You are correct, it IS difficult to configure. Guess what, that is why I am here. Surprised? I would rather write IMHO when you make such statements. And then, I am a desktopuser. So if we want our desktopuser to acquire the skills to get their sever one day (in safety) maybe we do better not think in this "classy" way, right? It's all about knowledge and the will of sharing IMHO. Am I wrong?

Originally Posted by ken_yap

And of course, not much can be done in software about PEBKAC.

I guess you do speak here about yourself?

**ken_yap** · 18-Jul-2009, 04:45

I'm only pointing out that most of the users here are desktop users which is why there is little interest in SELinux or Apparmor for that matter. People here are more likely to ask questions about getting wireless or sound or media playing working.

If you want to learn to configure a server with SELinux, there are forums for that.
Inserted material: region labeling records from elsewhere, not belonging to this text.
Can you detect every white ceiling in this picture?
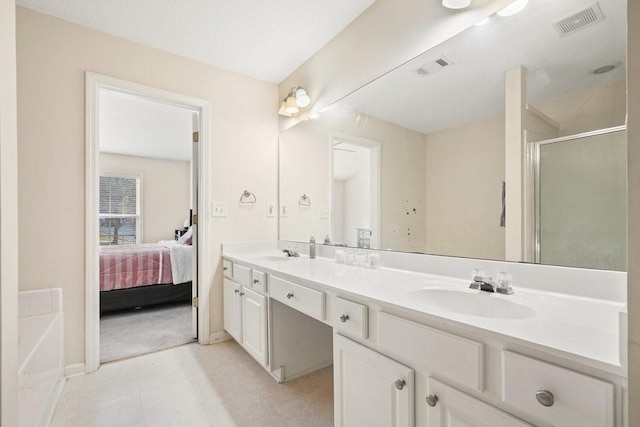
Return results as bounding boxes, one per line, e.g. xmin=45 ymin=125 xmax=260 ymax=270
xmin=99 ymin=90 xmax=192 ymax=162
xmin=340 ymin=0 xmax=626 ymax=133
xmin=16 ymin=0 xmax=375 ymax=83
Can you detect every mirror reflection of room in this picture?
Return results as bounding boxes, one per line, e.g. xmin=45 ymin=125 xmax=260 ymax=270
xmin=98 ymin=90 xmax=193 ymax=363
xmin=280 ymin=0 xmax=626 ymax=270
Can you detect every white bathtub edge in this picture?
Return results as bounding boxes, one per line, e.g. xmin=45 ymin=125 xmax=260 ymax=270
xmin=64 ymin=363 xmax=87 ymax=378
xmin=39 ymin=377 xmax=67 ymax=426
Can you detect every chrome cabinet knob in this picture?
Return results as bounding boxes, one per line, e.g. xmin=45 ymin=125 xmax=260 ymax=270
xmin=536 ymin=390 xmax=553 ymax=407
xmin=427 ymin=394 xmax=438 ymax=408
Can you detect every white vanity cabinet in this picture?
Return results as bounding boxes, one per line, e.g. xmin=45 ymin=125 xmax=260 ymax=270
xmin=333 ymin=334 xmax=414 ymax=427
xmin=240 ymin=288 xmax=268 ymax=366
xmin=223 ymin=263 xmax=269 ymax=366
xmin=223 ymin=279 xmax=242 ymax=343
xmin=422 ymin=378 xmax=531 ymax=427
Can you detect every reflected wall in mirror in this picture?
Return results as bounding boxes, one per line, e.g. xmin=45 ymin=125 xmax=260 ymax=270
xmin=280 ymin=0 xmax=626 ymax=270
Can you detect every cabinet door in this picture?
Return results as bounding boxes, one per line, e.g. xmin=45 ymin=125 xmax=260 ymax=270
xmin=240 ymin=288 xmax=267 ymax=366
xmin=422 ymin=378 xmax=530 ymax=427
xmin=333 ymin=334 xmax=414 ymax=427
xmin=223 ymin=279 xmax=242 ymax=343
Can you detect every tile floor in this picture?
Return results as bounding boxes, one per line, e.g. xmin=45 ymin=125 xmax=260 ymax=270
xmin=52 ymin=341 xmax=333 ymax=427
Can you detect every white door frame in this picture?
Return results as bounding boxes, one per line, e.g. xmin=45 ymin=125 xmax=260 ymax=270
xmin=85 ymin=72 xmax=212 ymax=372
xmin=329 ymin=131 xmax=382 ymax=249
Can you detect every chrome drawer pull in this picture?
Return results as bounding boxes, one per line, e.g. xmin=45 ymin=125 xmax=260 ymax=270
xmin=536 ymin=390 xmax=553 ymax=406
xmin=427 ymin=394 xmax=438 ymax=408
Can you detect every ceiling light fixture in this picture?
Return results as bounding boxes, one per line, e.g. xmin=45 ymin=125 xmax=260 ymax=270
xmin=278 ymin=86 xmax=311 ymax=117
xmin=496 ymin=0 xmax=529 ymax=17
xmin=442 ymin=0 xmax=471 ymax=9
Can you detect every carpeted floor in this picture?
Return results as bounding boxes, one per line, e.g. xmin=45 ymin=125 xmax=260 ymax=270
xmin=100 ymin=303 xmax=193 ymax=363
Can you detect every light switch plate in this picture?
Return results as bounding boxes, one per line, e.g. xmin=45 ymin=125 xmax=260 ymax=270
xmin=211 ymin=202 xmax=227 ymax=217
xmin=267 ymin=203 xmax=276 ymax=217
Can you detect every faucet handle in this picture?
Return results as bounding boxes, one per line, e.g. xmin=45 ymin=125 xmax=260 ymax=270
xmin=496 ymin=272 xmax=513 ymax=295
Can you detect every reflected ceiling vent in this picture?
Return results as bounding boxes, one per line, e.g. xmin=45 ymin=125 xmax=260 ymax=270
xmin=553 ymin=3 xmax=604 ymax=37
xmin=411 ymin=56 xmax=453 ymax=78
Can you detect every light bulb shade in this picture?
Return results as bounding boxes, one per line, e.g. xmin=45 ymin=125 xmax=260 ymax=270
xmin=296 ymin=87 xmax=311 ymax=108
xmin=442 ymin=0 xmax=471 ymax=9
xmin=284 ymin=95 xmax=300 ymax=114
xmin=496 ymin=0 xmax=529 ymax=16
xmin=278 ymin=101 xmax=291 ymax=117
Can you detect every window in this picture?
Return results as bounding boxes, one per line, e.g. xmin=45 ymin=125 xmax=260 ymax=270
xmin=99 ymin=175 xmax=142 ymax=245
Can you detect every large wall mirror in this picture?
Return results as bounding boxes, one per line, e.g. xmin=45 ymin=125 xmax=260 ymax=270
xmin=279 ymin=0 xmax=627 ymax=271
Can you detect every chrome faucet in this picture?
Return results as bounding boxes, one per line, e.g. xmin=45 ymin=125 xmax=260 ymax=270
xmin=282 ymin=248 xmax=300 ymax=258
xmin=469 ymin=270 xmax=513 ymax=295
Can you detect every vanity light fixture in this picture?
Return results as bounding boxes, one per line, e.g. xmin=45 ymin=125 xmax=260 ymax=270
xmin=442 ymin=0 xmax=471 ymax=9
xmin=496 ymin=0 xmax=529 ymax=17
xmin=278 ymin=86 xmax=311 ymax=117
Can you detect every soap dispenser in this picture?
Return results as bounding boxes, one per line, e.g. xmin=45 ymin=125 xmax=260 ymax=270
xmin=309 ymin=236 xmax=316 ymax=259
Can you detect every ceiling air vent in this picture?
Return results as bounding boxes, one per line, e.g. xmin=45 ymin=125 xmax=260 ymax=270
xmin=553 ymin=3 xmax=604 ymax=36
xmin=413 ymin=56 xmax=453 ymax=78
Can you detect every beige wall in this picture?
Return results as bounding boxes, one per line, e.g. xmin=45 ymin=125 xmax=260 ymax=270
xmin=627 ymin=1 xmax=640 ymax=426
xmin=0 ymin=0 xmax=20 ymax=426
xmin=280 ymin=121 xmax=331 ymax=242
xmin=425 ymin=117 xmax=505 ymax=260
xmin=98 ymin=153 xmax=191 ymax=243
xmin=17 ymin=8 xmax=278 ymax=364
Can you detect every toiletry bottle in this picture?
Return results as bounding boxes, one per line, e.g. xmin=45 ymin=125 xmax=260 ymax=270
xmin=309 ymin=236 xmax=316 ymax=259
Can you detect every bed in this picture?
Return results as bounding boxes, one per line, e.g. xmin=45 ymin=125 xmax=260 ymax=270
xmin=100 ymin=240 xmax=193 ymax=314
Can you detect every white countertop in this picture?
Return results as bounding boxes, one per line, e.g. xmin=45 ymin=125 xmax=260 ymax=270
xmin=223 ymin=251 xmax=626 ymax=376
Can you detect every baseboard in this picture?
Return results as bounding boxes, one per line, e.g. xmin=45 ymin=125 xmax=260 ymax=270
xmin=64 ymin=363 xmax=87 ymax=378
xmin=209 ymin=331 xmax=233 ymax=344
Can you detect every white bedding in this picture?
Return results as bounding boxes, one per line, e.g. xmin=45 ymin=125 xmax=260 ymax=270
xmin=159 ymin=240 xmax=193 ymax=285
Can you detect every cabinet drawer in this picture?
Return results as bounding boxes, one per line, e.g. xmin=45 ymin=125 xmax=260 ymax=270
xmin=331 ymin=297 xmax=369 ymax=339
xmin=502 ymin=351 xmax=615 ymax=427
xmin=269 ymin=276 xmax=324 ymax=320
xmin=222 ymin=259 xmax=233 ymax=279
xmin=378 ymin=313 xmax=484 ymax=391
xmin=233 ymin=263 xmax=251 ymax=286
xmin=250 ymin=270 xmax=267 ymax=294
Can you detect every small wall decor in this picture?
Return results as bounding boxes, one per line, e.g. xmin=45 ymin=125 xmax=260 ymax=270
xmin=298 ymin=194 xmax=311 ymax=206
xmin=240 ymin=190 xmax=256 ymax=204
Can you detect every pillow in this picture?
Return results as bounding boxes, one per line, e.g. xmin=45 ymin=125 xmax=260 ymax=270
xmin=178 ymin=227 xmax=193 ymax=245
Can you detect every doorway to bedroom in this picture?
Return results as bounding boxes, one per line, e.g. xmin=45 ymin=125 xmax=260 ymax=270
xmin=95 ymin=84 xmax=200 ymax=363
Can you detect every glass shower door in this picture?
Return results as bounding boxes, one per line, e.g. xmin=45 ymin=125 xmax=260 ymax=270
xmin=535 ymin=127 xmax=627 ymax=271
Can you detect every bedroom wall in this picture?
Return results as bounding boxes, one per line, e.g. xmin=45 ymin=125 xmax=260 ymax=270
xmin=0 ymin=0 xmax=19 ymax=426
xmin=99 ymin=153 xmax=191 ymax=243
xmin=17 ymin=7 xmax=279 ymax=365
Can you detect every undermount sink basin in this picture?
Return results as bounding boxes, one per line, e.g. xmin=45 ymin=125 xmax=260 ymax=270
xmin=409 ymin=288 xmax=536 ymax=319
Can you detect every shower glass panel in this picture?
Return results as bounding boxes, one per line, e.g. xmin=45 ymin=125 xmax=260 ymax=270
xmin=535 ymin=127 xmax=627 ymax=271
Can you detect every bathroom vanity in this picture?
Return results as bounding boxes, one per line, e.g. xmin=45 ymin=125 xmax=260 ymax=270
xmin=223 ymin=242 xmax=626 ymax=426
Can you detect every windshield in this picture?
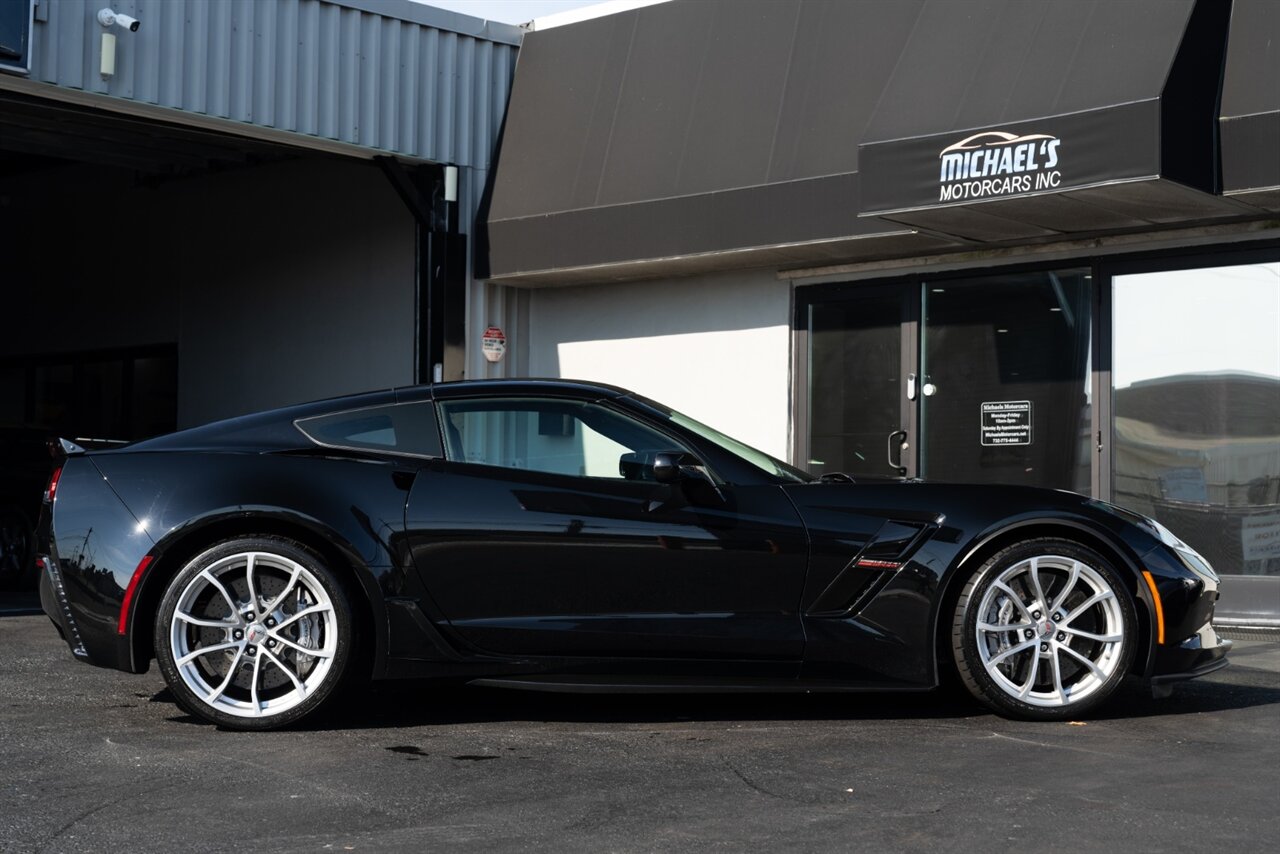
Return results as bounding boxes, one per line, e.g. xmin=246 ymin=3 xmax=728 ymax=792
xmin=631 ymin=394 xmax=814 ymax=483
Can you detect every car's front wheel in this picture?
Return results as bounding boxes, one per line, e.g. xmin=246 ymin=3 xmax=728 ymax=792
xmin=951 ymin=539 xmax=1138 ymax=720
xmin=155 ymin=536 xmax=352 ymax=730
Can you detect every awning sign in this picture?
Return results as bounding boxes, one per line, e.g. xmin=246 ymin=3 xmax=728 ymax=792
xmin=982 ymin=401 xmax=1032 ymax=447
xmin=858 ymin=102 xmax=1161 ymax=216
xmin=1240 ymin=513 xmax=1280 ymax=561
xmin=938 ymin=131 xmax=1062 ymax=202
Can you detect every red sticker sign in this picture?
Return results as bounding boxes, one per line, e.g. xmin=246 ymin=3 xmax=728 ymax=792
xmin=480 ymin=326 xmax=507 ymax=362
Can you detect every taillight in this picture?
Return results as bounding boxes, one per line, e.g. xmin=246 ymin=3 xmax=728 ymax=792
xmin=45 ymin=466 xmax=63 ymax=504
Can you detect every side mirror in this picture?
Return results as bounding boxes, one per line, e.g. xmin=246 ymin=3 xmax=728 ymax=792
xmin=653 ymin=451 xmax=707 ymax=484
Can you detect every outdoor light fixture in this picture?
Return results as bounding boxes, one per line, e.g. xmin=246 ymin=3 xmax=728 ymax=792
xmin=97 ymin=9 xmax=142 ymax=32
xmin=97 ymin=9 xmax=142 ymax=79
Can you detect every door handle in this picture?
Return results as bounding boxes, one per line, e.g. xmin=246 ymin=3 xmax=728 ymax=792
xmin=887 ymin=430 xmax=908 ymax=475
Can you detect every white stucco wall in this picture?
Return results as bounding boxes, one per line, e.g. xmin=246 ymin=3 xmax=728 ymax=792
xmin=527 ymin=270 xmax=791 ymax=460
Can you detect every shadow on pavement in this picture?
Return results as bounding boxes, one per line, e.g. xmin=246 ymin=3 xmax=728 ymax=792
xmin=151 ymin=671 xmax=1280 ymax=730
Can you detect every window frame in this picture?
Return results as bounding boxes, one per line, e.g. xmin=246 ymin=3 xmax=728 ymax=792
xmin=435 ymin=393 xmax=701 ymax=485
xmin=293 ymin=398 xmax=447 ymax=460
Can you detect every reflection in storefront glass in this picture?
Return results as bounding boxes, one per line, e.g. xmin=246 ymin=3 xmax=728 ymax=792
xmin=1112 ymin=261 xmax=1280 ymax=575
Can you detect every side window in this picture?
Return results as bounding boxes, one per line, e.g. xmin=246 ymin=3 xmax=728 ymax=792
xmin=440 ymin=398 xmax=686 ymax=480
xmin=294 ymin=401 xmax=443 ymax=457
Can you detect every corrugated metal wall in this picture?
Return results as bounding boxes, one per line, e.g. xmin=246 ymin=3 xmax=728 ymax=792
xmin=31 ymin=0 xmax=517 ymax=169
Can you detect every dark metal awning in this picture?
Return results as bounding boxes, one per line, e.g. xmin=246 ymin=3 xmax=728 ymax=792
xmin=1221 ymin=0 xmax=1280 ymax=211
xmin=488 ymin=0 xmax=1275 ymax=284
xmin=488 ymin=0 xmax=950 ymax=284
xmin=860 ymin=0 xmax=1257 ymax=242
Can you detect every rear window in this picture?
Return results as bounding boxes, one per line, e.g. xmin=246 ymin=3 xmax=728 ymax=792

Since SELinux is a feature of the kernel, it doesn't matter what distro you are using. So look further afield for the information you need, there is even a SELinux mailing list I'm sure. And of course nothing is stopping you from experimenting with your own machine.

Sorry, but if you are frustrated that you don't know how to find the information you need, no need to be rude, don't take it out on me.